Hi all, I have now had it confirmed by the Royal mail that if you stick a "airmail" stamp on a letter then it will take immeasurably longer to get here. I asked why not tell people that sticking an air mail stamp on a letter to France (and possibly to Belgium and Luxembourg as well) will condemn the letter to second class and the reply is attached:-
I can confirm that Royal Mail do utilise the Eurotunnel train services when sending items to mainland europe by surface mail. In addition to this, item that travel by air have to go thoug more stringent security checks at Heathrow that are put in place by the Civil Aviation Authority, and must then be scheduled onto the next available mail carrying flight, where they are then flown to Paris and pass through security again before being despatched out for delivery.
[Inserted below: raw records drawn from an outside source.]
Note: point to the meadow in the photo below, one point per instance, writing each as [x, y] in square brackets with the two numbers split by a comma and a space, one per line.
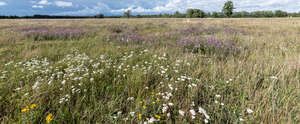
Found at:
[150, 71]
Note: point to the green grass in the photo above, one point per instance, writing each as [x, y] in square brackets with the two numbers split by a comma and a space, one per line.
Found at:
[95, 80]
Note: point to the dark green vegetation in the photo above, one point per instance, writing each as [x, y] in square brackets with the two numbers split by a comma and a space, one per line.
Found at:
[158, 70]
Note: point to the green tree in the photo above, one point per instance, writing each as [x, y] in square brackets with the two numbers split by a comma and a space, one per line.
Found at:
[228, 8]
[127, 13]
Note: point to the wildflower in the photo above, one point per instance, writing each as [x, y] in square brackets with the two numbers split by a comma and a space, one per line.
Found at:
[144, 107]
[32, 106]
[241, 119]
[249, 111]
[205, 121]
[132, 113]
[17, 89]
[274, 77]
[36, 85]
[181, 112]
[157, 116]
[49, 118]
[152, 120]
[192, 111]
[168, 115]
[63, 82]
[25, 109]
[201, 110]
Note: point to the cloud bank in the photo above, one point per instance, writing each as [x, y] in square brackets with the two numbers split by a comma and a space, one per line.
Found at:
[117, 7]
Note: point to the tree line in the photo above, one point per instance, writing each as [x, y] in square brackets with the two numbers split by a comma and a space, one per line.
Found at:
[227, 12]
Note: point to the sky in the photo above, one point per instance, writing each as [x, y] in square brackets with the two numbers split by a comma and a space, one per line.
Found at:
[117, 7]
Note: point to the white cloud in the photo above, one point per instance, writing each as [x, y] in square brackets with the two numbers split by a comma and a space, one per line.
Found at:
[37, 6]
[44, 2]
[100, 8]
[63, 4]
[117, 7]
[171, 6]
[3, 3]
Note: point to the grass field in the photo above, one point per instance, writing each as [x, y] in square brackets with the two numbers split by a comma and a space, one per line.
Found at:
[150, 71]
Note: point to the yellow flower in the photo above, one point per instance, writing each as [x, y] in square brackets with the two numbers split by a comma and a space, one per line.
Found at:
[157, 116]
[49, 118]
[25, 109]
[32, 106]
[144, 107]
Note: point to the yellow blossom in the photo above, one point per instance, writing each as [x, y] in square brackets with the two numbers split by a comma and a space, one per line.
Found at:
[49, 118]
[32, 106]
[157, 116]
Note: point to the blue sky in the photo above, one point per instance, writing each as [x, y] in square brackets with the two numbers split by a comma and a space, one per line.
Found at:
[117, 7]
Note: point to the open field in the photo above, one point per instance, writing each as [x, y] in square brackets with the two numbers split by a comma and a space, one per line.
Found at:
[150, 71]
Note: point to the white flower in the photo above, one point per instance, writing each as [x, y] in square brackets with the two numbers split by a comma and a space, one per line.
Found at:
[181, 112]
[249, 111]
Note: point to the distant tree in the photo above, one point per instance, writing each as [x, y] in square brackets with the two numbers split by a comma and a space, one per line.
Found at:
[189, 13]
[100, 15]
[245, 14]
[268, 14]
[228, 8]
[279, 13]
[177, 14]
[195, 13]
[215, 15]
[127, 13]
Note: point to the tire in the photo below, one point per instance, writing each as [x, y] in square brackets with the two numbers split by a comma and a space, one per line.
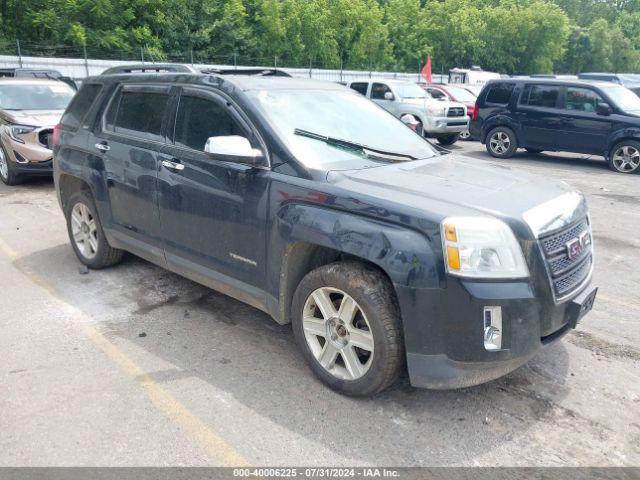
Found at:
[86, 235]
[7, 173]
[625, 157]
[448, 139]
[376, 361]
[501, 142]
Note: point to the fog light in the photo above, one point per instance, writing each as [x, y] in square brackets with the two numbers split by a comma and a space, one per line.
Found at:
[493, 328]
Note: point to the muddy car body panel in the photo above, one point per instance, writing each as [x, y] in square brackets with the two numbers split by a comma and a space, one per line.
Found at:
[253, 231]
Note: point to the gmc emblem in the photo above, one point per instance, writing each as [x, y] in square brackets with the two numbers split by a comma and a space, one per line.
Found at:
[576, 246]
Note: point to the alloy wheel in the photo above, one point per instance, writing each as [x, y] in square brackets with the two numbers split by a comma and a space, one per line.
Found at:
[626, 159]
[4, 168]
[500, 142]
[338, 333]
[85, 230]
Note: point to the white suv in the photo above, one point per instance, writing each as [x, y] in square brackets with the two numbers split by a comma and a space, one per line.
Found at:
[441, 119]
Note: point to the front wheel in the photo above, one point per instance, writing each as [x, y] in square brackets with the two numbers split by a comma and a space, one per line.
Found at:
[448, 139]
[625, 157]
[347, 324]
[86, 234]
[501, 142]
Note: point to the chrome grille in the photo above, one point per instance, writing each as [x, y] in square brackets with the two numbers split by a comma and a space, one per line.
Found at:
[456, 112]
[567, 274]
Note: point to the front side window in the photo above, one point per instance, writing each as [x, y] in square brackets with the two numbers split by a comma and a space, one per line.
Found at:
[35, 96]
[582, 99]
[545, 96]
[378, 90]
[360, 87]
[140, 114]
[200, 118]
[500, 93]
This ultimately could result in items taking longer by air than by land to France.
Unfortunately though, Royal Mail's delivery aims are based on regions of the world and not specific countries. This means that delivery could take place before or after the delivery aim based on the reliability of the postal service the item is being sent to, whether customs checks are required and the distance from the UK.
Unfortunately, we currently have no plans in place to make any amendments to the advertised delivery aims and we apologise for the inconveneince this causes you.
If someone can give me a translation of the center bit that would be nice. However from what I understand from it(!) they just see an air mail stamp and send it to the Heathrow sorting place. As there is no air mail to France it could go anywhere and then sent back to France.
To sum up tell all that the air mail stamp is NOT to be used for France Belgium, and Luxembourg, in fact that may be true also for other places like Germany. Note also the various spelling mistakes in the email. Frankly this is just a cop out for poor service, why the heck cannot they tell councils who sent out our voting forms by air mail, banks etc NOT to use air mail stickers.